Fitness Informant and PricePlow both rave about how easy it is to eat, and plenty of Redditors keep these on hand precisely because they feel like a real treat that actually fills you up.

The counterpoint is valid: a few commenters call the brand overhyped, and if your personal definition of clean is short‑and‑simple ingredients, this label will read busy. But busy is also how you get a dessert‑like coating, steady softness, and 20g of protein from an uncommon meat‑forward blend.

The heaviness critique is fair—at 280 calories, it is intentionally more mini meal than dainty snack. And flavor mileage varies; one user griped about a different flavor’s banana intensity, which is a reminder that taste is personal.
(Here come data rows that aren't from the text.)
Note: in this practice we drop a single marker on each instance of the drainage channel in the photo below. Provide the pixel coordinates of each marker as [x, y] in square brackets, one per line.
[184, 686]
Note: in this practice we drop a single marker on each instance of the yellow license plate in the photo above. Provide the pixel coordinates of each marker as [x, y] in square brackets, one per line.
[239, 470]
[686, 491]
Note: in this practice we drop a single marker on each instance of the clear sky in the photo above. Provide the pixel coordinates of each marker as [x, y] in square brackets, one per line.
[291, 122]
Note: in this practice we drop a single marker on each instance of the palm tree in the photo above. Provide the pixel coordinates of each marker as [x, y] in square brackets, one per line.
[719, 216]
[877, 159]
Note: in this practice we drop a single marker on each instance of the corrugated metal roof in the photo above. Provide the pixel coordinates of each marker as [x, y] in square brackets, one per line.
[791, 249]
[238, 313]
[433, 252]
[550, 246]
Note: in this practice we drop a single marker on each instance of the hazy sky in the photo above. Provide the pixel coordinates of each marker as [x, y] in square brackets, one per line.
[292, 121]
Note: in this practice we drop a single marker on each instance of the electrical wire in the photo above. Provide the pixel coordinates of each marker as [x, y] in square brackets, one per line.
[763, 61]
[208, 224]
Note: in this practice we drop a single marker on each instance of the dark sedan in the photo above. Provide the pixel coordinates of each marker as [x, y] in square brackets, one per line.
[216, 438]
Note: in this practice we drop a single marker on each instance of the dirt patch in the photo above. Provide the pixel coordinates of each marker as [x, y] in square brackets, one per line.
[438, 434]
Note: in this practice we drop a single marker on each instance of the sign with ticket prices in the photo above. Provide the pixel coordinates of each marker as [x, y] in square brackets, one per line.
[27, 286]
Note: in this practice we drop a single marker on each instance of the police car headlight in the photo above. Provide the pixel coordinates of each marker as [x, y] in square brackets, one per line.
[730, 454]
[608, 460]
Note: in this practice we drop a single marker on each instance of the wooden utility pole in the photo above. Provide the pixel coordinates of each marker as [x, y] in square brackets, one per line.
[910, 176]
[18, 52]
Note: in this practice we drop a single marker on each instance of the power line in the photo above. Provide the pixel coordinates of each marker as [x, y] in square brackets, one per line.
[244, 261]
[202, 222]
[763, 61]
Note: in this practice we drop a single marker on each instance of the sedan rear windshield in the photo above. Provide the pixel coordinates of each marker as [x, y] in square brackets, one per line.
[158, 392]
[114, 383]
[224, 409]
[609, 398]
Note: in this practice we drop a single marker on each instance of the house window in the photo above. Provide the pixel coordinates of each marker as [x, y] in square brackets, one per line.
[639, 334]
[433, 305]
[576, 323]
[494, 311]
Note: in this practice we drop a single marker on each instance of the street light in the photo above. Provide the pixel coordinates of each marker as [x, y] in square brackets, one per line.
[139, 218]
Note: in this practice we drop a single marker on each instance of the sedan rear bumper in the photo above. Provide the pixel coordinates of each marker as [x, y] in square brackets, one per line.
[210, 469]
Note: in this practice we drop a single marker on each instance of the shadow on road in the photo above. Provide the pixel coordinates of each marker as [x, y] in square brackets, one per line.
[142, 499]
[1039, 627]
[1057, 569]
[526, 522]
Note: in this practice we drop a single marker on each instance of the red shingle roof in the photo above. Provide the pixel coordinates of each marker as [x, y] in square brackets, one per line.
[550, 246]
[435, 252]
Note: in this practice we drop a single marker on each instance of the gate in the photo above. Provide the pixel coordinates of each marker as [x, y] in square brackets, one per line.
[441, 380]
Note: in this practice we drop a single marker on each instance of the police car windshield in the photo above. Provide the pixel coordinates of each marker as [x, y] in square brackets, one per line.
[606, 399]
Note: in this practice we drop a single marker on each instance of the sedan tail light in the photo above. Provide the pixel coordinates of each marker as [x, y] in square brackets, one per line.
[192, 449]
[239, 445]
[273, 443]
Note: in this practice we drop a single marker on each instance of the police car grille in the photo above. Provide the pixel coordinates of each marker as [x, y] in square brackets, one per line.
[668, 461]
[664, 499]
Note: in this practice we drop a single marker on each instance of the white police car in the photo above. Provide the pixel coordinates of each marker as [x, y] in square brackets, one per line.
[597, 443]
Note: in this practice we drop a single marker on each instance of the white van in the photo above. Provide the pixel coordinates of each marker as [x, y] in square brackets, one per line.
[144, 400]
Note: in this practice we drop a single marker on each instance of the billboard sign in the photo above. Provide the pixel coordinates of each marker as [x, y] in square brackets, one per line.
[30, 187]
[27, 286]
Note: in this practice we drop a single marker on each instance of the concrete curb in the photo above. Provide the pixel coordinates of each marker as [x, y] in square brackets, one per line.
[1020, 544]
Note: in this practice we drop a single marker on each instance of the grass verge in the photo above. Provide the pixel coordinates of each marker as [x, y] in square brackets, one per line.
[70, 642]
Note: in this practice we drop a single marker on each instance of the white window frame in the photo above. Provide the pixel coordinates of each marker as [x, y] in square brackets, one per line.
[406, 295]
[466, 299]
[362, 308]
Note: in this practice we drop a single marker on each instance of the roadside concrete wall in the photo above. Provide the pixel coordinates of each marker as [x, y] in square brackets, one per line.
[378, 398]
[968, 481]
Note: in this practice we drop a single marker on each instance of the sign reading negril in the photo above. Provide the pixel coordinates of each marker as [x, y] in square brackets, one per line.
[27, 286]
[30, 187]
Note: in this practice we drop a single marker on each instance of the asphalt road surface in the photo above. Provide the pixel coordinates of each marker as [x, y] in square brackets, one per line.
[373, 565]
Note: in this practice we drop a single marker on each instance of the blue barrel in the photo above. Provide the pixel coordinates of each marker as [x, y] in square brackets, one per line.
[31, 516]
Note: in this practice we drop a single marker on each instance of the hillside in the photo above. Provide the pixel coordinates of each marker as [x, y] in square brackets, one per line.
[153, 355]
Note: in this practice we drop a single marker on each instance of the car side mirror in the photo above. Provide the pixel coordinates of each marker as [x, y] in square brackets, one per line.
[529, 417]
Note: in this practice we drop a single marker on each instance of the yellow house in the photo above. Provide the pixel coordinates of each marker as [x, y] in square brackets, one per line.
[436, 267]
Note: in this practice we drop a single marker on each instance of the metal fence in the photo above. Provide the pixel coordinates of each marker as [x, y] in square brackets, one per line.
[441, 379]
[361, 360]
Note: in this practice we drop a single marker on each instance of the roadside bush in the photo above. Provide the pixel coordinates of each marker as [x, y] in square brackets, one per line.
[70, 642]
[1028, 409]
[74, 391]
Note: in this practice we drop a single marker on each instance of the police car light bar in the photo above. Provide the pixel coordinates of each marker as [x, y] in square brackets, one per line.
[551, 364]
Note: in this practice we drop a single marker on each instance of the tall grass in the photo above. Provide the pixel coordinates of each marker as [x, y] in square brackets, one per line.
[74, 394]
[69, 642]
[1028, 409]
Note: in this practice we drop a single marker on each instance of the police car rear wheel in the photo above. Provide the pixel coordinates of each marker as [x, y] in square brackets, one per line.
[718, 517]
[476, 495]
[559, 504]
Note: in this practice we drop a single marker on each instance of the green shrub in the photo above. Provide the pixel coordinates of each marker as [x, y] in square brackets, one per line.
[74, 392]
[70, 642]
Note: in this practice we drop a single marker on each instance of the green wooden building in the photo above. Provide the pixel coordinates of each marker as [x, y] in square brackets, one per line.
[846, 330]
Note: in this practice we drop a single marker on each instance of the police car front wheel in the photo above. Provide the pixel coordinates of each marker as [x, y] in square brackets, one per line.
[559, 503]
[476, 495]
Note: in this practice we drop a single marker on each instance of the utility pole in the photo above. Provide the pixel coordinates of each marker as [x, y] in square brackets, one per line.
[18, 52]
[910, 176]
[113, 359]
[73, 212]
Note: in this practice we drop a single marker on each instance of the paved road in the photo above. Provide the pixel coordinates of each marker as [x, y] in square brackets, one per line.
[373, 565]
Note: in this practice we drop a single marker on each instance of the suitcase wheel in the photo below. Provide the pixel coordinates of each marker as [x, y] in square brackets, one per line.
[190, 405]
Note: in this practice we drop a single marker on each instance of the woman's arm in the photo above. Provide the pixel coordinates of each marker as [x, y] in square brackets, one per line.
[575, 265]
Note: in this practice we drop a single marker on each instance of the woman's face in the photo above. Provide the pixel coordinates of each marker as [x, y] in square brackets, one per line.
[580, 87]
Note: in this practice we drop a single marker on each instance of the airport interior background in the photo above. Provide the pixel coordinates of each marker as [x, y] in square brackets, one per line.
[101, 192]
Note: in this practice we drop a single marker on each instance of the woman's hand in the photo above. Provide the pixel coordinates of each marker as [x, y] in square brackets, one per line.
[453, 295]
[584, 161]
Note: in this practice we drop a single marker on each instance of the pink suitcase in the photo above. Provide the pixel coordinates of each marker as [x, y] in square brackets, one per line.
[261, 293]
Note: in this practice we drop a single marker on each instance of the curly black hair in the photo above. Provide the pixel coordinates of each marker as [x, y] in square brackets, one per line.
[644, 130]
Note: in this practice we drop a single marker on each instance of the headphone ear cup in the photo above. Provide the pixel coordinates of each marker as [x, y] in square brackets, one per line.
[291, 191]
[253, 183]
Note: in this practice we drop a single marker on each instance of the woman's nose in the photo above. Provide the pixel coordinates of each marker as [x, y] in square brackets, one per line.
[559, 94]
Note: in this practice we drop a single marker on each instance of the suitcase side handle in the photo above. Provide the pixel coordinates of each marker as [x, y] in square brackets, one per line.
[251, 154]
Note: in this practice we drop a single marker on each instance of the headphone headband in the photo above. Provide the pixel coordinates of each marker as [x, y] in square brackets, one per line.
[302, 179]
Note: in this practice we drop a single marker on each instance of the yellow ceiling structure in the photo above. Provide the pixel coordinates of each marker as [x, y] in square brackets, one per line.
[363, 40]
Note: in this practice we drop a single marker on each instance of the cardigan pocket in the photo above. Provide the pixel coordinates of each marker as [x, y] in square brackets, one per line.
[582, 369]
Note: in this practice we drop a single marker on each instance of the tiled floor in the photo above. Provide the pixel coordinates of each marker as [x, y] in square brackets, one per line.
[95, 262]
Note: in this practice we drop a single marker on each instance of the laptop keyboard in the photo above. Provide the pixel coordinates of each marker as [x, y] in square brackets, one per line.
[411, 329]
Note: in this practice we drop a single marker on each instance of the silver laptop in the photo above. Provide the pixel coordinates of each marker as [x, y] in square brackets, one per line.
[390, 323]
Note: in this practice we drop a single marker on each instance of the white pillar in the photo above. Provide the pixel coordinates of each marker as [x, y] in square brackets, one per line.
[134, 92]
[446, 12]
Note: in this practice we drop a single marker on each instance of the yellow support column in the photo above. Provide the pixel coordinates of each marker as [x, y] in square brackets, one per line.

For Red Velvet specifically, the dairy‑based coating helps deliver that cake vibe while quietly adding to the allergen and processing conversation.

What's the bottom line?

REDCON1’s MRE Bar in Red Velvet Cake is the definition of a purposeful trade‑off: an indulgent, bakery‑leaning experience paired with a hearty macro profile and an engineered ingredient list. If you want a light, super‑minimal bar, this is not it. If you want something that eats like dessert, brings 20g of mixed‑source protein, and actually holds you for a few hours, it earns its spot.

Use it as a post‑lift refuel, a breakfast you can tear open during a commute, or the afternoon snack that keeps you out of the office candy drawer. Just know the fine print: not vegetarian, not dairy‑free, contains fish, egg, soy, peanuts, almonds, and coconut, and the sugar alcohols may not agree with everyone.

For the right eater, though, this bar threads a rare needle—comforting and substantial without tipping into cloying or chalky. Condensed listicle blurb: A dessert‑leaning mini meal with 20g protein from a meat‑forward blend and a best‑in‑class soft bite; great when you want satisfaction over minimalism, less great for strict low‑carb or sensitive stomachs.